# How do I target rays?



## johnf (Jan 20, 2012)

Title sums it up. Will need bait for sharking next week.


----------



## Justin618 (Aug 18, 2013)

Squid, cut bait, gig or snatch hook.

I just caught 16 rays


----------



## johnf (Jan 20, 2012)

Justin618 said:


> Squid, cut bait, gig or snatch hook.
> 
> I just caught 16 rays


Is that like snagging?


----------



## shupakabra (Apr 21, 2014)

Go fish the sound by Navarre bridge. use a lindy rig with a small hook and one of those little silver grunts for bait. we couldn't keep the rays off our lines, caught about 10 an hour till we got sick of it all week. too bad the wind, waves, and weeds were too bad last week for me to use any of them for shark bait.


----------



## johnf (Jan 20, 2012)

Did I mention I would be in Fort Morgan?


----------



## Justin618 (Aug 18, 2013)

Yeah. Big treble hook with lead on it. Set it up and watch them run the beach. Or can gig by walls or on beach


----------



## jcallaham (Dec 13, 2009)

If I were going to target a ray I would use a whole squid on a 7or 8 circle hook.wrap elastic thread around it to help hold it on there. This will also be a yummy piece of candy for small sharks,bluefish,and ladyfish.just hope there aren't any catfish around.


----------



## lowprofile (Jan 6, 2013)

https://m.youtube.com/watch?v=0I1zGDVypgU


----------



## HappyHourHero (Jan 31, 2012)

I usually go to sikes and fish some cut bait off the bottom. I usually get what I am after in short time and if not, someone else will and they will usually let you have them. Most are plate sized although I got a butterfly ray that was big enough to make 4 baits out of. Caught sharks on the first 2 pieces I ran out too.


----------



## Justin618 (Aug 18, 2013)

Either a Carolina rig or a pomp style rig. I make mine with heavier mono then the usual pomp rigs. Just some cut bait and wait.


----------



## ChileRelleno (Jul 7, 2012)

When we're out fishing, my youngest boy usually has the biggest, Mainline & Drop # test, Sabiki rig I can find. 
Tipped with fresh squid & shrimp, he pulls in a lot of dinner plate sized Southerns from the shore break.
Beefy Carolina rigs with cut bait are great too.

JohnF,
some of us locals are looking to fish the Point on Ft. Morgan this Sat, are you going to be here then? You'd be welcome to join us.
I'll be over on the first ferry from Dauphin Island, we meet in the Fort parking lot at about 0830. PM for ph# if interested.


----------



## GROUPERKING (Sep 28, 2011)

How to target stingrays . That's easy, just go pompano fishing. Lol. But seriously I catch a lot of them on a 2 drop pompano rig with peeled shrimp for bait.


----------



## johnf (Jan 20, 2012)

GROUPERKING said:


> How to target stingrays . That's easy, just go pompano fishing. Lol. But seriously I catch a lot of them on a 2 drop pompano rig with peeled shrimp for bait.
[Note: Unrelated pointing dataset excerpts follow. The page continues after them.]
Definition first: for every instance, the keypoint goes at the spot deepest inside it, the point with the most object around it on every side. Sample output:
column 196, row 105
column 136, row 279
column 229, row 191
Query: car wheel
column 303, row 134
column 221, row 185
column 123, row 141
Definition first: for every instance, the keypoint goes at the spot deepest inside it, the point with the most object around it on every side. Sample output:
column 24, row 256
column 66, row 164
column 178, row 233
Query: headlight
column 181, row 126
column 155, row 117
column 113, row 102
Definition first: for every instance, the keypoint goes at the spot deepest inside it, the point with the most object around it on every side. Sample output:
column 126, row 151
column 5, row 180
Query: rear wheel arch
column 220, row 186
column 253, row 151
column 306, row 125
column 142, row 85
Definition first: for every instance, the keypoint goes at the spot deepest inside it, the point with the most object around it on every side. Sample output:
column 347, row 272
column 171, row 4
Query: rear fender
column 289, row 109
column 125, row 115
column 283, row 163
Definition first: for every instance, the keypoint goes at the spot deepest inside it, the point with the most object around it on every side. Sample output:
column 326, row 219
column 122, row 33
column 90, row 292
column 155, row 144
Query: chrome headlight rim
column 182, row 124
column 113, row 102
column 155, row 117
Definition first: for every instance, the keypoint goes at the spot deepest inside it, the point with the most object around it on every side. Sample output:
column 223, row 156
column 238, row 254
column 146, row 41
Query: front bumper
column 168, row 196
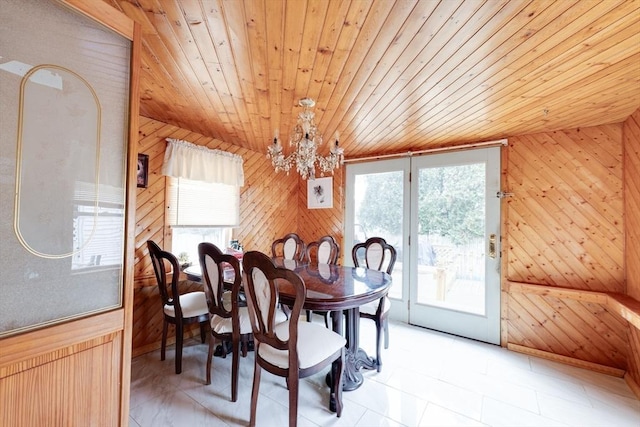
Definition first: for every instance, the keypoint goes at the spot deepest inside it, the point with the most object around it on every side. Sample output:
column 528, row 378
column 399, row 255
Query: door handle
column 492, row 246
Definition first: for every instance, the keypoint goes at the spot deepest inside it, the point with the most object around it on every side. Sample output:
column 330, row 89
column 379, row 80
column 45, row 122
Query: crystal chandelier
column 306, row 139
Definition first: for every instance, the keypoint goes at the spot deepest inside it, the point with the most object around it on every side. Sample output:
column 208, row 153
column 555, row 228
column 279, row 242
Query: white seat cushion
column 193, row 304
column 315, row 343
column 222, row 325
column 372, row 307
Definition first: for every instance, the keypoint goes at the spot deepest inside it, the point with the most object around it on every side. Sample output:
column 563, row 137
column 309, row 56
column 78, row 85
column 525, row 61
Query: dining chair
column 289, row 349
column 375, row 253
column 325, row 250
column 228, row 320
column 178, row 309
column 290, row 246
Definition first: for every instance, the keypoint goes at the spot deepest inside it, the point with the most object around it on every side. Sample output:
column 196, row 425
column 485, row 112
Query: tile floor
column 428, row 379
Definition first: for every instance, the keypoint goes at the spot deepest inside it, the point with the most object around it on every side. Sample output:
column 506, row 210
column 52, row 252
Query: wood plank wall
column 631, row 139
column 266, row 213
column 565, row 229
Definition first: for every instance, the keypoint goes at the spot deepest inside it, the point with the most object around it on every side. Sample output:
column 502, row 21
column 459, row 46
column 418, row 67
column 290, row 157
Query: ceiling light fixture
column 306, row 139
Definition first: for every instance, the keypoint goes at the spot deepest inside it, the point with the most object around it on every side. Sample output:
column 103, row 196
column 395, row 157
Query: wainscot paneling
column 266, row 213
Leaving here at 3am Saturday morning. We should get to the house around 4 then grocery shopping and back to the house. Realistically won't be ready to fish until after supper. Love to join in of you're still around.


----------



## SpeedoJosh (Jun 15, 2013)

Walk down Bob Sykes bridge at about 1am. There will be a cooler full laying out.


----------



## johnf (Jan 20, 2012)

How was the grass today? Sitting in the Spanish Fort BPS


----------